Cipollini, 50 anni da Re Leone e un appello all’Italia: “Il ciclismo è un patrimonio, salviamolo”

Mario Cipollini compie 50 anni: il Re Leone è stato uno dei più forti velocisti di tutti i tempi e ha saputo conquistarsi a suon di trionfi una tale influenza mediatica che perdura anche ora che vive lontano dal mondo del ciclismo. Vent’anni di professionismo e 191 vittorie in carriera: numeri incredibili per il grande sprinter toscano nato a Lucca nel 1967. Nel suo palmares figurano 42 successi di tappa al Giro d’Italia (con tre classifiche a punti), 12 affermazioni al Tour de France, una Milano-Sanremo, tre Gand-Wevelgem e soprattutto un Campionato Mondiale.

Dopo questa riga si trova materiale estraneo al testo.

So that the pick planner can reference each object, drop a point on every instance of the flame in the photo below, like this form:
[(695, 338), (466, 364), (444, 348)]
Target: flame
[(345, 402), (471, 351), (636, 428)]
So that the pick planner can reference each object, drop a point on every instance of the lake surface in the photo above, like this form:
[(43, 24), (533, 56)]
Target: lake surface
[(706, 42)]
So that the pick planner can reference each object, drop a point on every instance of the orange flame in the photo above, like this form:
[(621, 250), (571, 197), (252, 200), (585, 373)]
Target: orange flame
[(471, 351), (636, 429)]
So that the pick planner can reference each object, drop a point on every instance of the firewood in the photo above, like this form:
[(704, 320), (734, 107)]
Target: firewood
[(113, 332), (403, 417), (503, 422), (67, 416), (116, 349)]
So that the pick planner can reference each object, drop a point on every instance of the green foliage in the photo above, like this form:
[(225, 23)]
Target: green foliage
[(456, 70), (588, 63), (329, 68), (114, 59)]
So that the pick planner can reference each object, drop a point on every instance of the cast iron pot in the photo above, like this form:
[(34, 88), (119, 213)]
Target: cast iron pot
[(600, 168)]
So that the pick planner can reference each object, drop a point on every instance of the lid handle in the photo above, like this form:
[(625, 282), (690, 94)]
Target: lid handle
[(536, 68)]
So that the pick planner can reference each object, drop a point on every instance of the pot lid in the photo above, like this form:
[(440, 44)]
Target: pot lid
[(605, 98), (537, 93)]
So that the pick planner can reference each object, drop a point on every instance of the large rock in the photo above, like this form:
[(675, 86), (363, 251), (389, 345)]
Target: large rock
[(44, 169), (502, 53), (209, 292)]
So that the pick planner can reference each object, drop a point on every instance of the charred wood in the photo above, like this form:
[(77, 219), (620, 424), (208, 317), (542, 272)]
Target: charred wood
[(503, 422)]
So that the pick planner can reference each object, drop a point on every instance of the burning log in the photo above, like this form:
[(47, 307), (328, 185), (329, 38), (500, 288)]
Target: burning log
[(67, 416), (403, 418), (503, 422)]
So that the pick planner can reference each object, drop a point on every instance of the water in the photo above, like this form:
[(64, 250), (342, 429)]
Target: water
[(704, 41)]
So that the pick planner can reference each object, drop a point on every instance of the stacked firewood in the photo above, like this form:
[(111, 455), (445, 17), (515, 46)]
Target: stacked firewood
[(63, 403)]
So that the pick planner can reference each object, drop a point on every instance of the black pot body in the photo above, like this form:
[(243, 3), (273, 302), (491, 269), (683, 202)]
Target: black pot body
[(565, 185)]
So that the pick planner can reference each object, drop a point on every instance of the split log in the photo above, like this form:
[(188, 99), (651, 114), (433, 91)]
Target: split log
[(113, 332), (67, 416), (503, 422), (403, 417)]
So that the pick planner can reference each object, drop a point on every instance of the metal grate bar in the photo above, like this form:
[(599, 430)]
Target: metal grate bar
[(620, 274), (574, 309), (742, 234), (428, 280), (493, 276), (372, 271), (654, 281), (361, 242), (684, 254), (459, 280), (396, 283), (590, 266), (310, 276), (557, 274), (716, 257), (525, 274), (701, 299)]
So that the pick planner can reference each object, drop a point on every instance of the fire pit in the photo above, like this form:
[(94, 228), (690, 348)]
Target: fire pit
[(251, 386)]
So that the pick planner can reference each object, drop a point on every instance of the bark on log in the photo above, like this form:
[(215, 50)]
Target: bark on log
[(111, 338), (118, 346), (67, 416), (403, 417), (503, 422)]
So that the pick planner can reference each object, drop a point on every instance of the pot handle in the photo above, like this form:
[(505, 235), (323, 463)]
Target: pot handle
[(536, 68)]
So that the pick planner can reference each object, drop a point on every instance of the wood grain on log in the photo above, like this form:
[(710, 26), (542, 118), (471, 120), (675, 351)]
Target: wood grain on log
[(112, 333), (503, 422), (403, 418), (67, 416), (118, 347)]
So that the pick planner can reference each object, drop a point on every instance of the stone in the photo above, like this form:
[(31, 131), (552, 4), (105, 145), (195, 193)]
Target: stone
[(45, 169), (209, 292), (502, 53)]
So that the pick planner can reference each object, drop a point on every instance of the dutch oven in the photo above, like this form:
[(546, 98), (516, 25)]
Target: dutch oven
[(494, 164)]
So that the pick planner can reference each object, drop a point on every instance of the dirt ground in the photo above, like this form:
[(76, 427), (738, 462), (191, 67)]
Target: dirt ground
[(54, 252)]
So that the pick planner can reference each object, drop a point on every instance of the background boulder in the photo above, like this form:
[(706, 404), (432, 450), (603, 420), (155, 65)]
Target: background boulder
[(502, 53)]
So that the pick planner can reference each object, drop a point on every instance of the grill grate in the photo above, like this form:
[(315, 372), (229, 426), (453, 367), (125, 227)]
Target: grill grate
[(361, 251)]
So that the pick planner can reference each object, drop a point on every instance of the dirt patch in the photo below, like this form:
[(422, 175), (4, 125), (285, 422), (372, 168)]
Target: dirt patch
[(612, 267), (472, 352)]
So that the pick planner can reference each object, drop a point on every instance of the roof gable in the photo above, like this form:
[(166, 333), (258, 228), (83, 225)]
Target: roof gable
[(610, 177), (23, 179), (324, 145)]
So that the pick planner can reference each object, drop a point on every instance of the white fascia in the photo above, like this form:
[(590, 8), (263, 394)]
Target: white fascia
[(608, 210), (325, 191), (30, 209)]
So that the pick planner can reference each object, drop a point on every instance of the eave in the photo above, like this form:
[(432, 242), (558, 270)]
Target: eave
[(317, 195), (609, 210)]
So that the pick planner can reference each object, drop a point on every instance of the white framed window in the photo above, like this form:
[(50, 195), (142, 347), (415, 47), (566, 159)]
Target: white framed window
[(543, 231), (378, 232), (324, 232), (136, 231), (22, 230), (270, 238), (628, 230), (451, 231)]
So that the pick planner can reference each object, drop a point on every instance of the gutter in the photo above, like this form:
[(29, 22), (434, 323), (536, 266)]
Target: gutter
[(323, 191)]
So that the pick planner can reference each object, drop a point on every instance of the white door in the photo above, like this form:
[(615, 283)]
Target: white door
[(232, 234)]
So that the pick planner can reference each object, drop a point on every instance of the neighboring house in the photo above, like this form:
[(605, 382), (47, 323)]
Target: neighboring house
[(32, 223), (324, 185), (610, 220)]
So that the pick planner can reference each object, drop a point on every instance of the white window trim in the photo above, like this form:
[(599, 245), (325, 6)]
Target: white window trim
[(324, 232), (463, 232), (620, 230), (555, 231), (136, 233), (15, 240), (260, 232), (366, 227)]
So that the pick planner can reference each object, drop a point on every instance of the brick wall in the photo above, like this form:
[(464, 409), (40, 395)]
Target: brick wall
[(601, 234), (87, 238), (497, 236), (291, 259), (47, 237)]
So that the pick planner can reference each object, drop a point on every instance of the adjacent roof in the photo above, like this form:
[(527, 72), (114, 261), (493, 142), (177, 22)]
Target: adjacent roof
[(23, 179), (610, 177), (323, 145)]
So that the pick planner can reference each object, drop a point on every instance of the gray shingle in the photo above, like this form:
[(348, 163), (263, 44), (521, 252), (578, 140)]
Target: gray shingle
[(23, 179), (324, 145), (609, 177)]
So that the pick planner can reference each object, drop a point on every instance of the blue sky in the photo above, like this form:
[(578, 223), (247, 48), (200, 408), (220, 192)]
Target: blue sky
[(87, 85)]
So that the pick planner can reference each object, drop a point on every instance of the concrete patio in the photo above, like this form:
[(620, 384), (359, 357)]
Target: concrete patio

È il 2002 il suo anno magico: nel mese di marzo conquista la Classicissima di Primavera e la prima delle prove della Campagna del Nord; nel mese di maggio fa sue ben sei frazioni al Giro e, dulcis in fundo, nel mese di settembre arriva la maglia iridata a Zolder, in cui quel perfetto treno assemblato dal commissario tecnico Franco Ballerini gli permette di coronare il sogno di salire sul gradino più alto al mondo.

Oggi Cipollini è lontano dal mondo delle due ruote, ma non si esime dall’effettuare acute analisi sullo sport che continua ad amare. Qual è la situazione del ciclismo azzurro al giorno d’oggi? “Il ciclismo in Italia è inesistente“, afferma amaramente a Radio 24, facendo notare come fortunatamente nel nostro Paese corridori talentuosi continuino a nascere, ma sono poi costretti a farsi le ossa – spesso con compiti di gregariato – nelle squadre all’estero.  “Non ci possiamo permettere di rovinare questo sport in memoria di grandi personaggi che definire ciclisti è poco“, prosegue l’ex corridore nella sua disamina, facendo l’esempio di Fausto Coppi che rappresenta ad oggi “lo sportivo più importante che questa terra abbia avuto”.

In pochi anni il valore del nostro movimento è precipitato. Basti considerare che ai suoi tempi c’era tutta una schiera di nostri connazionali – da Pantani a Bettini, da Bartoli a Tafi, o ancor prima i vari Moser, Saronni, Argentin – che “impauriva il mondo del ciclismo”. Oggi, invece, c’è il solo Vincenzo Nibali che riesce ad ambire a grandi traguardi, ma per il resto “non ci considerano neanche dei vigili urbani“.

Qual è il motivo di tutto ciò? “Che il ciclismo stia andando male non frega niente a nessuno, l’importante è che funzioni il calcio“, è la sua amara e condivisibile constatazione.